Adams touts affordable housing production as city runs out of room for migrants
Photo Credit: Ed Reed/Mayoral Photography Office on Flickr
New York City created more supportive housing and homes for formerly homeless New Yorkers during fiscal year 2023 than any year on record, Mayor Eric Adams announced Thursday. Between June 2022 and June 2023, the mayor said the city produced 27,000 affordable homes, including new construction and preservation of existing homes, and connected the largest number of people to permanent housing using the CityFHEPS vouchers in the program’s history. The announcement comes just days after Adams announced the city had run out of space to house the thousands of asylum seekers arriving weekly, leading to many migrants sleeping outside of the Roosevelt Hotel in Midtown this week.
“We can do this. We can build for New Yorkers. The inventory must meet the demand. Our population increased, and we have to increase the housing stock and build our way out of this. We’re showing it can be done, give us the support we need and we will continue to get it done,” Adams said.
Nearly 25 percent of all homes financed by the city’s Department of Housing Preservation & Development (HPD) will house individuals earning between 0 and 30 percent of the area median income. Additionally, HPD has increased the number of households moving into affordable homes by 37 percent compared to 2022 through the city’s housing lottery system.
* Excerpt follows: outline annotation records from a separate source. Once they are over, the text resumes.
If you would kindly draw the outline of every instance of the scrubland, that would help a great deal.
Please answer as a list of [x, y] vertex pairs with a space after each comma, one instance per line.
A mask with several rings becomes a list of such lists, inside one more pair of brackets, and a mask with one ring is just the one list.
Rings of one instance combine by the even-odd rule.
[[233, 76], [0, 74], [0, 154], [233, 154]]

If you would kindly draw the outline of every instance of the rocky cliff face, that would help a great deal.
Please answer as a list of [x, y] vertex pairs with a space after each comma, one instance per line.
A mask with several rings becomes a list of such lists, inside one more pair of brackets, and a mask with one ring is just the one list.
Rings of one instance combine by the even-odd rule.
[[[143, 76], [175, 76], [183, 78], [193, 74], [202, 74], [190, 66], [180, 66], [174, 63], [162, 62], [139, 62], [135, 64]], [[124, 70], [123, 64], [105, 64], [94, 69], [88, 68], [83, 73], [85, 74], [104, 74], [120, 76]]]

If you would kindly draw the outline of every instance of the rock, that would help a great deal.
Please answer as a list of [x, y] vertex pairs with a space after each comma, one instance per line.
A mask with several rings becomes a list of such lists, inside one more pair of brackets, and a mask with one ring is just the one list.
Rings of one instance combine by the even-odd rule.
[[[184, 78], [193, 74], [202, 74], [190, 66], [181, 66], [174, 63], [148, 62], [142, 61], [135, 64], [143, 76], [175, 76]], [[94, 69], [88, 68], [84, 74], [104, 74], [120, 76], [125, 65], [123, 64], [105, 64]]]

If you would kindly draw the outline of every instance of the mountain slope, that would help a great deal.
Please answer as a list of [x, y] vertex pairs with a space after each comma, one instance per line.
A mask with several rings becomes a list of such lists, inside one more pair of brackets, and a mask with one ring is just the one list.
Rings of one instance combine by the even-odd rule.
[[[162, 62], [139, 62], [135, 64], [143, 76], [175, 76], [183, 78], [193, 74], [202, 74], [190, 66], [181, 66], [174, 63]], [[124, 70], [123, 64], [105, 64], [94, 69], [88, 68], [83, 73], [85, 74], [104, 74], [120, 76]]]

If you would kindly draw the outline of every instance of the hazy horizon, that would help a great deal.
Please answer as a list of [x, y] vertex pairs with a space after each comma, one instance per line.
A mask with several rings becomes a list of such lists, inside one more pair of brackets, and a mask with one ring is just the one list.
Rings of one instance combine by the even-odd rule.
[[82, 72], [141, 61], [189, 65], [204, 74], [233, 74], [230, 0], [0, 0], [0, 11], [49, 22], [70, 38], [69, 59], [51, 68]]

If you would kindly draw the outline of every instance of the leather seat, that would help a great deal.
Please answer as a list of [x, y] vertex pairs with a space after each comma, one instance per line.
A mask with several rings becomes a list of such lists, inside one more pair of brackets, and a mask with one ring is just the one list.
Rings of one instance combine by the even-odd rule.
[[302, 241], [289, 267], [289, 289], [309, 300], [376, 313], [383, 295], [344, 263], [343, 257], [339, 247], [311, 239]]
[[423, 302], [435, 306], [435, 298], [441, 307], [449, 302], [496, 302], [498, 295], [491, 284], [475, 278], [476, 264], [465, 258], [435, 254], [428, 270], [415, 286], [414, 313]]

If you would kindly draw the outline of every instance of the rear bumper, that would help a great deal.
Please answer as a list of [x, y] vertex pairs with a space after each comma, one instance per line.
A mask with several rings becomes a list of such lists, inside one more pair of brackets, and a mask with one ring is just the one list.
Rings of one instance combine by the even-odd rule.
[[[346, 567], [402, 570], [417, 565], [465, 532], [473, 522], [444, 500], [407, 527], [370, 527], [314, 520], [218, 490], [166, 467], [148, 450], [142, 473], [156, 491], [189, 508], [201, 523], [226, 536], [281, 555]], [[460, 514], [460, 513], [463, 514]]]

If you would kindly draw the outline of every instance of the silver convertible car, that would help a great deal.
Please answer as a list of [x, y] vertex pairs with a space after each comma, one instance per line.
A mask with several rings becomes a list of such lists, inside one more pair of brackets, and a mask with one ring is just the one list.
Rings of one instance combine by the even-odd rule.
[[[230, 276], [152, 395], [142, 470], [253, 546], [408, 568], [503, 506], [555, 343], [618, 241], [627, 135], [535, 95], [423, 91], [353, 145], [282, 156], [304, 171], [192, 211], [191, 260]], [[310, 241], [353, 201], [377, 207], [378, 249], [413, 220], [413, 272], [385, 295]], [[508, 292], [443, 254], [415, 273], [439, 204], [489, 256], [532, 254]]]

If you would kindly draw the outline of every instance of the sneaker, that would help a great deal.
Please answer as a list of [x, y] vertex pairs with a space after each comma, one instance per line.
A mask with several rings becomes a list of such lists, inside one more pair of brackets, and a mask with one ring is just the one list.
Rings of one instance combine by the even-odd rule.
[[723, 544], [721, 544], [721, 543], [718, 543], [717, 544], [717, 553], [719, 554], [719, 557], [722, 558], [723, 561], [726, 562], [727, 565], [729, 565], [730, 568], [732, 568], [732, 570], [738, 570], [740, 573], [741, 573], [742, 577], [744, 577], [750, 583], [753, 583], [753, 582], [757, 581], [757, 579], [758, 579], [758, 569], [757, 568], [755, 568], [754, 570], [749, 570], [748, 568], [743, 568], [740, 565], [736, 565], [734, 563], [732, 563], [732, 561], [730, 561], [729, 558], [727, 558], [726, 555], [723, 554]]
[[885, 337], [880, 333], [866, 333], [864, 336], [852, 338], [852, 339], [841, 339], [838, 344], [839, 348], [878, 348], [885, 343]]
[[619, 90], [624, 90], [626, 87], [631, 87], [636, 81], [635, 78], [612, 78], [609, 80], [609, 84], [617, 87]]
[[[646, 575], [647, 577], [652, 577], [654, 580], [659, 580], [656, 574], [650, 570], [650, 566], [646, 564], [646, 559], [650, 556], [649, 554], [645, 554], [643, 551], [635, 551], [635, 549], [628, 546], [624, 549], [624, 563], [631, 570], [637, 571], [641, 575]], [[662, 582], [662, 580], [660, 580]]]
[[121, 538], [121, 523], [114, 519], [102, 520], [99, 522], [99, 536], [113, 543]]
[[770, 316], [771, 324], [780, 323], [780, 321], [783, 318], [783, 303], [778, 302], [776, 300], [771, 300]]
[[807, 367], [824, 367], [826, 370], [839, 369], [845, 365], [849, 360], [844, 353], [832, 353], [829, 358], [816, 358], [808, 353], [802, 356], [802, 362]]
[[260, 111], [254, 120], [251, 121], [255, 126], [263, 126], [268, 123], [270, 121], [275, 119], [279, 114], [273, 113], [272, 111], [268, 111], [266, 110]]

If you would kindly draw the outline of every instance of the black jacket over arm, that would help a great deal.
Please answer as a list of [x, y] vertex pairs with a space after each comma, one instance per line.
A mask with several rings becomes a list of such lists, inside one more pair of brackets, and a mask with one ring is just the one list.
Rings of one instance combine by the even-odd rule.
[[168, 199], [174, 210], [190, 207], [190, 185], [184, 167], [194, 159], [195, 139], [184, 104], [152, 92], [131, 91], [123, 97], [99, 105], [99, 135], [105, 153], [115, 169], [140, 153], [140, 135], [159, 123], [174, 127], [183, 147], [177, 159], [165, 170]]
During a press briefing on Thursday, Adams called upon the state government to create a “new and improved” 421-a tax abatement program, which plays a vital role in incentivizing developers to create new affordable housing. According to Adams, in fiscal year 2023, new housing projects that relied on 421-a consisted of half of all the city’s newly built affordable housing. In June, New York State lawmakers failed to reach a deal on housing and extend 421-a.
Adams hopes to create 500,000 new homes across the five boroughs within the next decade as outlined in his “Get Stuff Built” plan. The three-pronged plan is an effort to accelerate the production of housing across the five boroughs to address the current housing shortage and accommodate NYC’s projected growth over the coming years.
The city’s urgent need for new housing is being exacerbated by the current migrant crisis. There are roughly over 107,000 people in the city’s care, including more than 56,000 asylum seekers, as of this week. Over 95,600 people have come through the shelter system since last spring.
NYC is expected to spend more than $4 billion per year on its shelter system by 2024, according to the New York Times. The Adams administration has called upon both the state and federal governments to help address the crisis.
Over the past week, a growing mass of asylum seekers have camped outside of the Roosevelt Hotel on East 45th Street and Vanderbilt Avenue waiting to enter the city’s shelter system. Adams has stated that his administration has a plan to ensure that NYC doesn’t see the development of tent cities that have popped up in cities like Los Angeles and San Francisco, according to the New York Times.
Last week, Adams claimed that the city has no room left to house asylum seekers and has renewed his calls to the state and federal governments for assistance. To deter migrants from traveling to the city, the Adams administration has posted fliers at the country’s southern border, telling potential asylum seekers that they are not guaranteed services if they come to NYC.
Following the scene outside of the Midtown hotel, the Coalition for the Homeless and the Legal Aid Society released a joint statement criticizing the city’s management of the scene outside the Roosevelt and threatening litigation.
“There is no dispute that the City has a legal obligation to find an appropriate placement for anyone in need of shelter in a timely fashion. Denying new arrivals placement and forcing people to languish on local streets is cruel and runs afoul of a range of court orders and local laws.
“The multiple stories and photos that have circulated on social media and reports from our clients who are stuck without shelter is both heartbreaking and maddening, and should this continue, we will have no choice but to file litigation to enforce the law.”